Mark Landler
WASHINGTON: Just as the American financial crisis has gone global, so has the rescue effort.
On Wednesday, the International Monetary Fund announced it would lend up to $100 billion to healthy countries that are having trouble borrowing as a result of the turmoil in the global markets. And the Federal Reserve said it would commit up to $30 billion each to Brazil, Mexico, South Korea and Singapore, to enable those countries to more easily swap their currencies for dollars.
The coordinated measures are meant to restore confidence in emerging markets, where stocks and currencies have plunged in recent days as hedge funds and other investors pull out.
Shares and currencies surged in places like São Paulo and Mexico City on Wednesday after the news.
"It would just be a huge, unfortunate mistake if we allowed the stresses of the financial systems in the United States and Europe to spill over and unintentionally undermine these economies," said Charles Dallara, the managing director of the Institute of International Finance, a group of more than 300 global banks that pushed for the measures.
Already, fragile economies in Iceland, Hungary and Ukraine have almost collapsed, and are receiving emergency loans from the fund.
This new program potentially one of the largest in the fund's history is intended for countries with more sound finances and solid growth that suddenly face the threat of corporate or even government defaults as foreign investors flee.
Countries in this category, including Brazil, Mexico and South Korea, depend on foreign capital to finance trade and investments. Some have also borrowed heavily in foreign currencies, and the sharp declines in their own currencies make those debts much harder to repay.
Under the program, countries could borrow five times the amount they are normally entitled to $25 billion, in Brazil's case without the strict conditions that normally accompany such loans. While the loans are for just three months, they can be rolled over three times, giving the countries close to a year to cover shortfalls.
The loans will carry none of the strings that usually accompany fund money, including demands to raise interest rates and cut public spending.

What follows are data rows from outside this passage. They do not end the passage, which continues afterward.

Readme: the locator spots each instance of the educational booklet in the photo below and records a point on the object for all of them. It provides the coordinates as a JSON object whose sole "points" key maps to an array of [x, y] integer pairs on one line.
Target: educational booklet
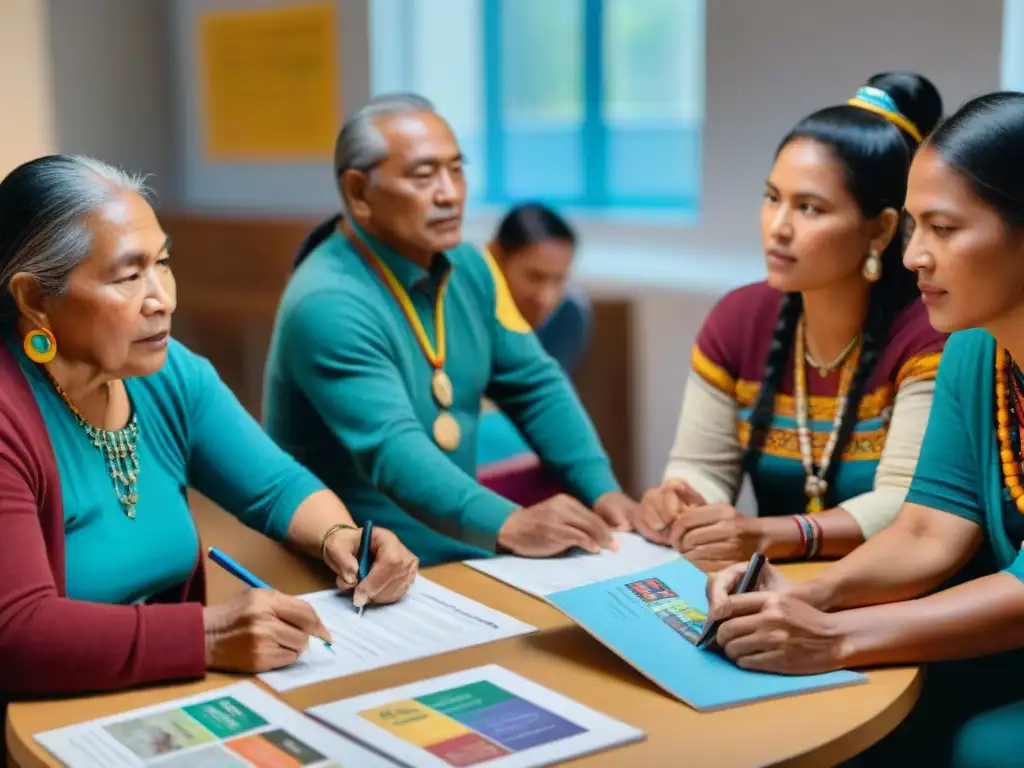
{"points": [[485, 716], [652, 620], [238, 726]]}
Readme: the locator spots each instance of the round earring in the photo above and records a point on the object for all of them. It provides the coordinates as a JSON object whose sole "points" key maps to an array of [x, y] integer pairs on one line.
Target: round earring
{"points": [[40, 346], [872, 266]]}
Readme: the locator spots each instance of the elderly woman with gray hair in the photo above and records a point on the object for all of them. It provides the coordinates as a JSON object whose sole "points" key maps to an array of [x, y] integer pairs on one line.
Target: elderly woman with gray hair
{"points": [[104, 422]]}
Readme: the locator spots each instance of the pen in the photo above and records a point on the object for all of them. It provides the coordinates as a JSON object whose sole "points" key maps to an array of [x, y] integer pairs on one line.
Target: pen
{"points": [[365, 554], [244, 574], [747, 584]]}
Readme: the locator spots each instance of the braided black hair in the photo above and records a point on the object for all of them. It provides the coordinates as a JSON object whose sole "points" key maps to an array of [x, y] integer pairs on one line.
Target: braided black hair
{"points": [[876, 156]]}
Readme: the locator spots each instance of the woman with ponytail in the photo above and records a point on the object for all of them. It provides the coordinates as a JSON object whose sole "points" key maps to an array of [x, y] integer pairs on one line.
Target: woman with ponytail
{"points": [[905, 596], [816, 383]]}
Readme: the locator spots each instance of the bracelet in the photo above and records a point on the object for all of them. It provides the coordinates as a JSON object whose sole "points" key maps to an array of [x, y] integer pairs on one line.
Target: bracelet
{"points": [[816, 526], [810, 536], [331, 531]]}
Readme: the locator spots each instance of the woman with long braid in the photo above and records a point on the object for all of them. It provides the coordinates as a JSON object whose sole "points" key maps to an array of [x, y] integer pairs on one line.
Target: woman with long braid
{"points": [[816, 383]]}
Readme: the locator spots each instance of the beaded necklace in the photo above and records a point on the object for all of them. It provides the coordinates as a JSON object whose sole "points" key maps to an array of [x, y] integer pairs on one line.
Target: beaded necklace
{"points": [[815, 486], [119, 449], [1009, 402]]}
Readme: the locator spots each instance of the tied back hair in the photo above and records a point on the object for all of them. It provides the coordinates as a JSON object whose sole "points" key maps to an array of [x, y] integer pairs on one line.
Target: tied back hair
{"points": [[360, 146], [876, 158], [977, 141], [44, 205]]}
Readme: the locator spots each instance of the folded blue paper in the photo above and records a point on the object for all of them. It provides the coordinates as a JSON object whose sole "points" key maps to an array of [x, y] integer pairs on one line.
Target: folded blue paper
{"points": [[652, 619]]}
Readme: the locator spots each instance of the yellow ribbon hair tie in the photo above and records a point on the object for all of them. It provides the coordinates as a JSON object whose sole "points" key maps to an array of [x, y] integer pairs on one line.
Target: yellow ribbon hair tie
{"points": [[877, 100]]}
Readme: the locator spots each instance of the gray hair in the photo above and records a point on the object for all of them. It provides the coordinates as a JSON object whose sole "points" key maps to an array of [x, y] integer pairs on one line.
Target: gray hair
{"points": [[360, 145], [43, 209]]}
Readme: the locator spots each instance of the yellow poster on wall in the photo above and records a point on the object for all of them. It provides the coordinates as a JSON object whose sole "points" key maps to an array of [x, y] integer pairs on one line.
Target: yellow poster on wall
{"points": [[269, 83]]}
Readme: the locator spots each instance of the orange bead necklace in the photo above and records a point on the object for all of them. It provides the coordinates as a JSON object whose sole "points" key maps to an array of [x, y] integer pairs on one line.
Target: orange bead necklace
{"points": [[1009, 407]]}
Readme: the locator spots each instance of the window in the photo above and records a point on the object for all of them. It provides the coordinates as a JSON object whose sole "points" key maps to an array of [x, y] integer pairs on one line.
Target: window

The Fed's move will allow South Korea, Singapore, Mexico and Brazil to increase the supply of scarce dollars circulating in those markets.
The agreements are similar to swaps the Fed has set up with the Bank of Japan, the Reserve Bank of Australia, the European Central Bank and others to ease the credit crisis in developed economies.
The Fed welcomed the fund's initiative. And the Treasury secretary, Henry Paulson Jr., said the measures showed deepening international cooperation two weeks before a meeting of world leaders in Washington to discuss the crisis.
There had been rumors that the Fed and other central banks might help finance the fund's loan program. But Dallara said the Fed would have found that awkward, because the United States' contribution to the fund is channeled through the Treasury.
The fund said it would finance these loans with its own resources, which total about $200 billion. It is soliciting more money from countries with hefty foreign-exchange reserves, like China, Japan and oil exporters.
The fund has already agreed to lend $15.7 billion to Hungary, $16.5 billion to Ukraine and $2.1 billion to Iceland. It is in talks with Pakistan over a loan that could be even larger. The list of troubled countries will almost certainly grow.
"We probably will need more resources," said Dominique Strauss-Kahn, the fund's managing director, at a news conference. "There is no way the fund can solve the problem on its own."
The loan program greatly expands the fund's role in the crisis at a time when world leaders are starting a debate about how to fashion a new global financial framework. With Western countries burdened by their own costly rescue efforts, the fund seems likely to remain the major provider of support to emerging-market economies.
That prospect troubles some critics, who contend that the fund is prescribing the same radical measures that caused unnecessary pain in some Asian countries during that region's financial crisis a decade ago.
Iceland, they said, just raised its interest rate by 3 percentage points, to 18 percent, to try to stabilize its currency, which had been decimated after its banks failed. The interest-rate increase, fund officials said, was a condition of Iceland's emergency loan.
"They used the same vocabulary they used in past crises: that we need to restore confidence," said Joseph Stiglitz, a Nobel Prize-winning economist who used to be the chief economist of the World Bank. "It doesn't restore confidence; it just leads to further bankruptcies."
If the fund prescribes such remedies in a socially unstable country like Pakistan, he added, the risks would be enormous. Still, Stiglitz said he was encouraged by the new loan program.
The government of Hungary warned on Wednesday that taking a loan from the fund would place burdens on the public. A former central bank governor, Peter Akos Bod, said he worried that the fund would press Hungary to raise its interest rates, which are already high and which, he said, contributed to the habit of Hungarian companies and individuals of borrowing in foreign currencies.
Suspicion of the fund is a global phenomenon: the Korean government declared it would not take any loans. Feelings there are still raw from the Asian financial crisis, during which the fund forced South Korea and other countries to raise their interest rates sharply.
Strauss-Kahn, a former French finance minister, said he was aware of resistance stemming from the Asian crisis and was trying to tailor loans more closely to the conditions in the countries.